C’était le 22 février lorsque le virologue Giorgio Palù, confirmé il y a quelques semaines comme président de la nouvelle Aifa, a claqué la porte de l’Agence italienne du médicament, démissionnant au milieu d’une controverse. Cela fait presque un mois et le remplacement manque toujours. Beaucoup de rumeurs, mais en réalité aucun nom. Pouquoi? Quelle figurine recherchez-vous ? Et où? Guido Rasiprofesseur de microbiologie à l’Université de Rome Tor Vergata, ancien directeur général de l’organisme national de réglementation et deux fois directeur exécutif de l’Agence européenne des médicaments EMA, interviewé par Adnkronos Salute, expose un identité du président idéal pour l’Aifa et nous invite à nous dépêcher : « Il n’y a pas besoin d’un scientifique Nobel », un super universitaire, explique-t-il. « C’est plutôt utile une personne avec une très solide expérience en réglementation pharmaceutique et une familiarité absolue avec l’anglais ». Et « c’est utile de suite« , prévient Rasi, car en Europe il y a beaucoup de dossiers ‘chauds’ et « l’Italie doit pouvoir peser sur les tables internationales ».
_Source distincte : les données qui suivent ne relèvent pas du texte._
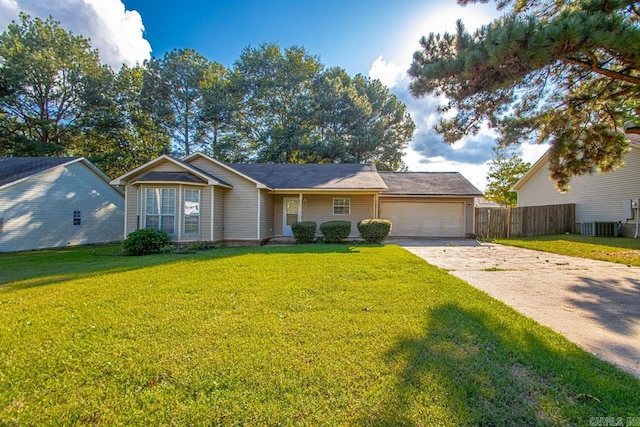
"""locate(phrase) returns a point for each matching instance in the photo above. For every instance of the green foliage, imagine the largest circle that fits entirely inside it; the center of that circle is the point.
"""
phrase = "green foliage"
(145, 242)
(173, 89)
(304, 231)
(374, 230)
(46, 74)
(564, 72)
(274, 105)
(295, 111)
(371, 335)
(506, 169)
(335, 231)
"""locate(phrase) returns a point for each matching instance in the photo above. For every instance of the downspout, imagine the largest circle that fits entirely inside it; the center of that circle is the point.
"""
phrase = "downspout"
(637, 219)
(126, 190)
(300, 207)
(259, 201)
(213, 221)
(180, 209)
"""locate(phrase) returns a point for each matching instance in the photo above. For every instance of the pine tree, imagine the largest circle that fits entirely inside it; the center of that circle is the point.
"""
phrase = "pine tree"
(558, 71)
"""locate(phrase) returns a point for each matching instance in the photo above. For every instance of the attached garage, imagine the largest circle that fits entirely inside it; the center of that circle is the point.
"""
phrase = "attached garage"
(426, 219)
(428, 204)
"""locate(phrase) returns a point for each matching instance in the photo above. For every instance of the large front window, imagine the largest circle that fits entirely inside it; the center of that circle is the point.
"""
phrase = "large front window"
(160, 209)
(341, 206)
(191, 211)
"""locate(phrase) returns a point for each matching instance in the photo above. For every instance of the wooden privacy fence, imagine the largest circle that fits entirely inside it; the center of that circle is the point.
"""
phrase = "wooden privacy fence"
(525, 221)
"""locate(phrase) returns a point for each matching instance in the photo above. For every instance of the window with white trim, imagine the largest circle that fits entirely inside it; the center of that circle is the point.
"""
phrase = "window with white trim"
(341, 206)
(160, 209)
(191, 211)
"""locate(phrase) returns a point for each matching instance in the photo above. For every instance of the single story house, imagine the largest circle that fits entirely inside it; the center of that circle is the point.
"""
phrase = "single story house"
(49, 202)
(599, 197)
(202, 199)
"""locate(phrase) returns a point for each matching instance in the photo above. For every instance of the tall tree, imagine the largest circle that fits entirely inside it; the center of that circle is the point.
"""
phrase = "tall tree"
(276, 86)
(44, 71)
(562, 71)
(120, 134)
(173, 89)
(221, 114)
(507, 167)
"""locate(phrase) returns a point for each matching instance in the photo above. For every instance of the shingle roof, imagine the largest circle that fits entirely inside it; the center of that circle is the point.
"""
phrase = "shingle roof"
(170, 177)
(345, 176)
(15, 168)
(428, 184)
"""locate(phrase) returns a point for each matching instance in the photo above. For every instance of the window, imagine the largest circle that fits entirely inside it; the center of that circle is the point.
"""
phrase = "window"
(191, 211)
(341, 206)
(160, 209)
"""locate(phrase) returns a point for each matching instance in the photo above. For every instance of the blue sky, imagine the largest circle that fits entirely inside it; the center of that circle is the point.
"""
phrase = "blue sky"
(374, 38)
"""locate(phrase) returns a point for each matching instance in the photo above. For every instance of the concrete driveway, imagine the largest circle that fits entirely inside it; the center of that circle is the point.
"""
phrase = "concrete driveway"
(595, 304)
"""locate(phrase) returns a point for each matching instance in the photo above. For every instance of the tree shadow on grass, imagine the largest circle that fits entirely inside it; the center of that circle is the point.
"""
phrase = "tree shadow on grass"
(40, 268)
(470, 369)
(612, 303)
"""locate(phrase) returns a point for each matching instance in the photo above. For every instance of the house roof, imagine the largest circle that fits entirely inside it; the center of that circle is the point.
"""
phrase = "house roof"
(16, 168)
(428, 184)
(634, 143)
(343, 176)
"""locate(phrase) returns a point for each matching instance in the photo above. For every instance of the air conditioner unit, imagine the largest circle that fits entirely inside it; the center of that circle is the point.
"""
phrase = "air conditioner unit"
(599, 229)
(629, 205)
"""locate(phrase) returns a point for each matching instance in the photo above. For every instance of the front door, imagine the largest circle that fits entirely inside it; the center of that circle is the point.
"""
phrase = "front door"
(290, 215)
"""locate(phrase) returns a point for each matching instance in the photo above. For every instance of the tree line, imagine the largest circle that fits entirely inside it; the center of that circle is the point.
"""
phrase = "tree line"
(273, 105)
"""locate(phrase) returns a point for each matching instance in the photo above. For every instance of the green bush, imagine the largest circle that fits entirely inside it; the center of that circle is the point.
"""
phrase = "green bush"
(304, 231)
(335, 231)
(144, 242)
(374, 230)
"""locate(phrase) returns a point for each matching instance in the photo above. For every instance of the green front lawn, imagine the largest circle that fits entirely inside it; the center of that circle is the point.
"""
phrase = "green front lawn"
(622, 250)
(307, 335)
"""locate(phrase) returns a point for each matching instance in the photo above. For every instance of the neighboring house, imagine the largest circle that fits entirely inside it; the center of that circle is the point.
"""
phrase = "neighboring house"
(202, 199)
(48, 202)
(598, 196)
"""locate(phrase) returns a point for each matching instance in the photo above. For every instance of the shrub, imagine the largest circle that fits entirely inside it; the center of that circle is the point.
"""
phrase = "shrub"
(374, 230)
(304, 231)
(144, 242)
(335, 231)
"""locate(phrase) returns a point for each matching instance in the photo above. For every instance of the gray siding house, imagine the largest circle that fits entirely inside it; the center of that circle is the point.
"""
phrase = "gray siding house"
(202, 199)
(50, 202)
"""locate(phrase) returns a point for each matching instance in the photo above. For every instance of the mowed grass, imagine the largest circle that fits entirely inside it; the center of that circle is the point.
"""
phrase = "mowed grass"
(622, 250)
(298, 335)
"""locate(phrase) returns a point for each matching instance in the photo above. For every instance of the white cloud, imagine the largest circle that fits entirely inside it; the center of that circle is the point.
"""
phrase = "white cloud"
(427, 151)
(388, 73)
(117, 33)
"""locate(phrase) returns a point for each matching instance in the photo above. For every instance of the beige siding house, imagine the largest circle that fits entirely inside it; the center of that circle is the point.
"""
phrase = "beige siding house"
(599, 197)
(201, 199)
(57, 201)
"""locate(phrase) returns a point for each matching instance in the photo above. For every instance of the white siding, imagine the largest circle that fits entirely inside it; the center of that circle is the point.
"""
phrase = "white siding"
(240, 203)
(598, 197)
(38, 212)
(319, 208)
(266, 214)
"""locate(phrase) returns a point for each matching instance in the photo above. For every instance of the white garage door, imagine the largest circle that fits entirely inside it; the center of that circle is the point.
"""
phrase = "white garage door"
(424, 218)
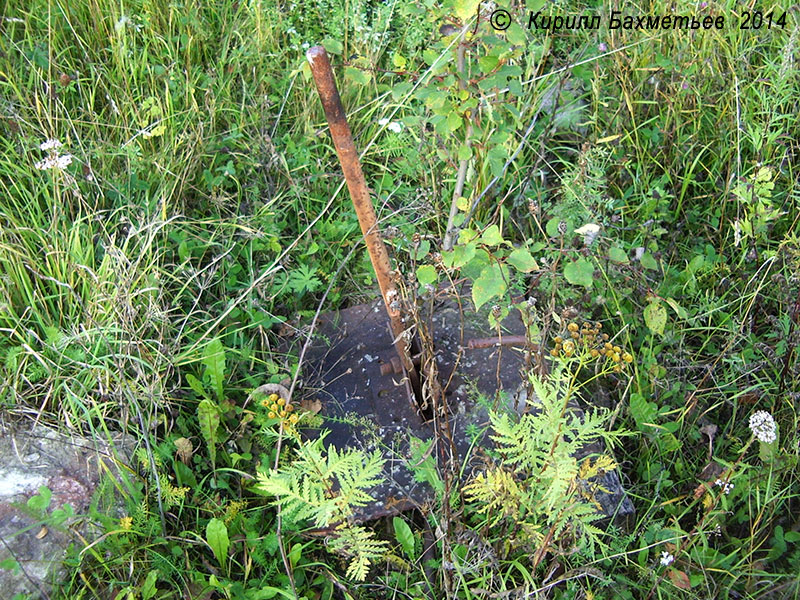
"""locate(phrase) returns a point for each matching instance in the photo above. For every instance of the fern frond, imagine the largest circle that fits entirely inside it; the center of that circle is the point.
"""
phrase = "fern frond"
(360, 543)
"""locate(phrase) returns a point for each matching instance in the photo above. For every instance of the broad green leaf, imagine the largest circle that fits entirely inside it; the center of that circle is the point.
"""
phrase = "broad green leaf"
(579, 272)
(644, 413)
(655, 317)
(459, 256)
(405, 537)
(149, 585)
(332, 46)
(522, 260)
(617, 255)
(217, 538)
(489, 284)
(214, 360)
(464, 9)
(426, 274)
(648, 262)
(492, 236)
(208, 417)
(454, 121)
(679, 310)
(516, 35)
(195, 384)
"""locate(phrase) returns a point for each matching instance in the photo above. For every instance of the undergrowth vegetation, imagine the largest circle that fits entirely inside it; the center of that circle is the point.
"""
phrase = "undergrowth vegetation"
(158, 259)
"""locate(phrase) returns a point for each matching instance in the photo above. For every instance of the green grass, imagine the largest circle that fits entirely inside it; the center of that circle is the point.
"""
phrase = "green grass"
(204, 205)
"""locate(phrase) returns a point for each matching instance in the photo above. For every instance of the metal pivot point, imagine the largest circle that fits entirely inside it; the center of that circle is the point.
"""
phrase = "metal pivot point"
(357, 186)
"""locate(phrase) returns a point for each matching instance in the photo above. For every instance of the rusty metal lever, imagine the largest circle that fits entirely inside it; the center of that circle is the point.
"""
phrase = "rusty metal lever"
(357, 186)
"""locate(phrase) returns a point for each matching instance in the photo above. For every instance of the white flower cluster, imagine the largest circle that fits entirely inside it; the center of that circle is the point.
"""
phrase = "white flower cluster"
(763, 426)
(54, 160)
(726, 487)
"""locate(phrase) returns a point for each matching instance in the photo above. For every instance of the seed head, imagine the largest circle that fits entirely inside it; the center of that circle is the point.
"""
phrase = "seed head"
(763, 426)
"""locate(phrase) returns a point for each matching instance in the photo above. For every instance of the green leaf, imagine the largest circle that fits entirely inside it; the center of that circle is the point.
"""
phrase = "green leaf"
(579, 272)
(655, 317)
(464, 9)
(492, 236)
(149, 585)
(426, 274)
(214, 360)
(10, 564)
(644, 413)
(195, 384)
(648, 262)
(679, 310)
(459, 255)
(217, 538)
(405, 537)
(454, 121)
(768, 452)
(617, 255)
(516, 35)
(489, 284)
(332, 46)
(208, 417)
(522, 260)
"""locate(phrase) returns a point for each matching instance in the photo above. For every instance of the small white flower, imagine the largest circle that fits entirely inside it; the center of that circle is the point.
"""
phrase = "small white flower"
(51, 144)
(763, 426)
(63, 161)
(121, 23)
(46, 163)
(726, 487)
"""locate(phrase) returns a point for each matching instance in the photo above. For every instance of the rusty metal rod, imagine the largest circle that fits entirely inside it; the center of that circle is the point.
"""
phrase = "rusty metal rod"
(506, 340)
(357, 186)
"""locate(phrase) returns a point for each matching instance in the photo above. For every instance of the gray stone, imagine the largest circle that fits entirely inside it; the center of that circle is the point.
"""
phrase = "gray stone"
(70, 467)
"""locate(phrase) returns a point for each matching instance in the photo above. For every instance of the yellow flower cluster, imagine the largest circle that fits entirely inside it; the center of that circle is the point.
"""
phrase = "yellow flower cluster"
(280, 409)
(590, 338)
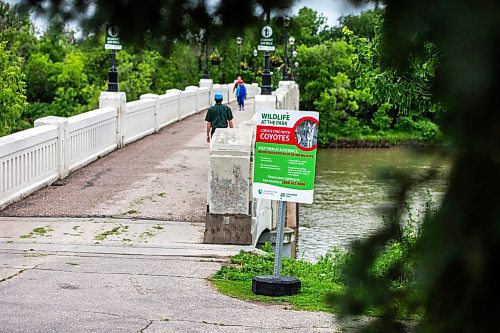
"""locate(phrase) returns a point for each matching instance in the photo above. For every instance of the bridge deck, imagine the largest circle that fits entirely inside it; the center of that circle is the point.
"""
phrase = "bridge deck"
(162, 177)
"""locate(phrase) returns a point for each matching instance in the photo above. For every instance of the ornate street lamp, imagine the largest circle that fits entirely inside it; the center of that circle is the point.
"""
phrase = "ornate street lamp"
(238, 41)
(255, 54)
(291, 40)
(266, 74)
(206, 74)
(113, 73)
(286, 23)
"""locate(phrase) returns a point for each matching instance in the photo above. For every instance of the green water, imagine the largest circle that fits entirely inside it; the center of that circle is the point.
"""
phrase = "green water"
(349, 195)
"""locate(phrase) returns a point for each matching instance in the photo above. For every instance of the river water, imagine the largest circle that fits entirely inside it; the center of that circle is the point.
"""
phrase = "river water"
(349, 193)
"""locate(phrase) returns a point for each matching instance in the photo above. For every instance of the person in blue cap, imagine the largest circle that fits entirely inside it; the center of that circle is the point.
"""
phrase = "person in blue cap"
(218, 116)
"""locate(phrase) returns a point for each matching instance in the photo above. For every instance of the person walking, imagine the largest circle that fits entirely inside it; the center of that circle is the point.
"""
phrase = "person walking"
(241, 95)
(236, 83)
(218, 116)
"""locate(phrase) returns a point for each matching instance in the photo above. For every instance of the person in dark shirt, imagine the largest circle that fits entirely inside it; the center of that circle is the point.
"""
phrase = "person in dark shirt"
(218, 116)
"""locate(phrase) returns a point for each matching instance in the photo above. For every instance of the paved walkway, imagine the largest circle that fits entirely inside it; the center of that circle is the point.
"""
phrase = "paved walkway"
(116, 247)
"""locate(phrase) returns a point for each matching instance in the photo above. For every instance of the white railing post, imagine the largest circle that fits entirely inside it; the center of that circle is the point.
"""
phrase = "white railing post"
(117, 100)
(62, 135)
(177, 93)
(157, 109)
(229, 196)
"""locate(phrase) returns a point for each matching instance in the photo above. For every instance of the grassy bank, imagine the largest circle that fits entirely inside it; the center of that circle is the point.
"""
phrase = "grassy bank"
(322, 282)
(318, 280)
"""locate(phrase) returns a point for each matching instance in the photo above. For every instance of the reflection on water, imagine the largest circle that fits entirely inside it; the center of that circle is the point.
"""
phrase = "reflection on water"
(349, 194)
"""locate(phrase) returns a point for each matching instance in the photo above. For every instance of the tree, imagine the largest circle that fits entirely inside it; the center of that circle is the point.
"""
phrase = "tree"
(459, 249)
(12, 90)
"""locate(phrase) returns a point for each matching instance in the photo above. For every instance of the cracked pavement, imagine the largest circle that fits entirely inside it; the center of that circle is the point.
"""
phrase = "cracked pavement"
(43, 291)
(117, 247)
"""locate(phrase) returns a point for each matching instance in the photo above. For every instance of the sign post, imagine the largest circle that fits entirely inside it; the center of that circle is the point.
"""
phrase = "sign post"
(284, 170)
(112, 43)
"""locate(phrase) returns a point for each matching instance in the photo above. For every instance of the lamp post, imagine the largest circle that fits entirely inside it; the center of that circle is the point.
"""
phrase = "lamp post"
(206, 74)
(238, 41)
(266, 74)
(255, 54)
(113, 73)
(291, 40)
(294, 55)
(286, 23)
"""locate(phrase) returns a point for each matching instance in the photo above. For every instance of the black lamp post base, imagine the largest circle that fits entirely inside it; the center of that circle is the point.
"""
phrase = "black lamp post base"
(268, 285)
« Sans aucun doute – a commencé l’expert – tout le monde a été surpris par le comportement de Palù, qui était imprévisible et peut-être peu responsable, étant donné que je pense qu’il savait comment les choses se passaient dès le début ». Cela dit, en regardant vers l’avenir, qui « sauvera » Aifa ? « Mon opinion personnelle – répond Rasi – est que le rôle du président de l’Aifa, surtout tel que la réforme de l’agence l’a conçu, nécessite un profil très spécifique pour un travail tout aussi spécifique. Certes, une expertise clinique serait très utile, mais nous devons nous concentrer davantage sur le travail que le président de l’Aifa est appelé à accomplir au quotidien. »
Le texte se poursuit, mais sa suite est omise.